On se souvient en particulier de l’épisode de la destruction en vol d’un drone américain par la défense iranienne et de la décision de Donald Trump, au dernier moment, de renoncer à une riposte. L’attaque des installations d’Aramco le 14 septembre, revendiquée par les alliés yéménites des Iraniens (les Houthis), d’une ampleur et d’une audace impressionnantes, a eu encore plus d’effets. Elle a été suivie de déclarations du président américain laissant clairement aux Saoudiens le soin de se défendre. Les Iraniens ont eu de surcroît l’habileté de présenter quelques jours plus tard, devant l’Assemblée générale des Nations Unies, une proposition apaisante qui peut passer pour une branche d’olivier. Le projet Hope, qu’a développé le président Rouhani, viserait à négocier entre les voisins du détroit d’Ormuz un pacte de non-agression et toute une série de mesures de confiance. Cela impliquerait de nombreux contacts à tous niveaux entre États de la région.
Le scénario régional iranien, "l’espoir" tant attendu ?
Dans le débat au Forum de Paris, notre interlocuteur saoudien n’a pas écarté d’un revers de la main la proposition iranienne, comme cela aurait sans doute été le cas il y a quelques mois encore. L’impression existe que de premiers contacts, au moins dans des circuits non officiels, se nouent entre Saoudiens et Iraniens. Les Émiratis avaient pris les devants dès cet été en envoyant une délégation officielle à Téhéran. D’autres États du Golfe suivent la même voie. Au fond, l’Iran n’est plus isolé dans son environnement immédiat. Il se peut même que des tractation aient commencé entre Américains et Iraniens sur un éventuel échange de prisonniers.
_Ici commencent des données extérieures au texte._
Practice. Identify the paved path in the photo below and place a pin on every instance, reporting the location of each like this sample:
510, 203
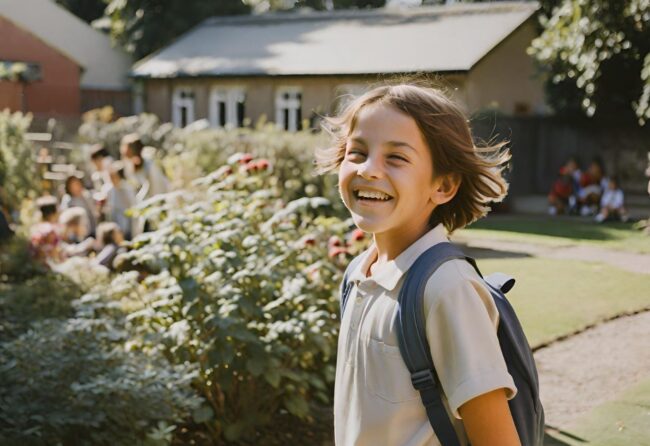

À partir de là, comment les Iraniens vont-ils jouer leurs cartes ? On peut imaginer qu’ils cessent au moins pour un temps leurs provocations régionales de façon à accroître les gains qu’ils ont engrangés dans leurs relations avec leurs voisins. Tout en mettant en avant le projet Hope, ce sont sans doute les relations bilatérales qui les intéressent de manière à affaiblir l’influence américaine et à améliorer leurs échanges économiques avec leur environnement proche. Dans le même esprit, ils modèrent leur réaction à l’incursion turque dans le nord-est syrien, qui leur déplait souverainement.
On peut inversement craindre que les stratèges iraniens ne veuillent pousser leur avantage, qu’ils planifient de nouveaux coups comme celui du 14 septembre, au risque cette fois de ne plus aussi bien calculer et de provoquer une réponse américaine sévère. Une autre crainte réside dans ce que peut être la réaction des Gardiens de la révolution aux mouvements politiques et sociaux en cours en Irak et au Liban, dans lesquels ils ne manquent pas de voir la main de services ennemis.
La question nucléaire : l’autre front iranien
En toute hypothèse, tout scénario régional sera nécessairement en relation avec ce qui se passe sur l’autre front, celui du programme nucléaire. Sur ce terrain, c’est nettement l’esprit d’escalade qui continue à prévaloir depuis plusieurs mois, plus exactement depuis la décision américaine de ne pas renouveler les exemptions ("waivers") aux sanctions touchant les achats de pétrole à l’Iran par quelques pays.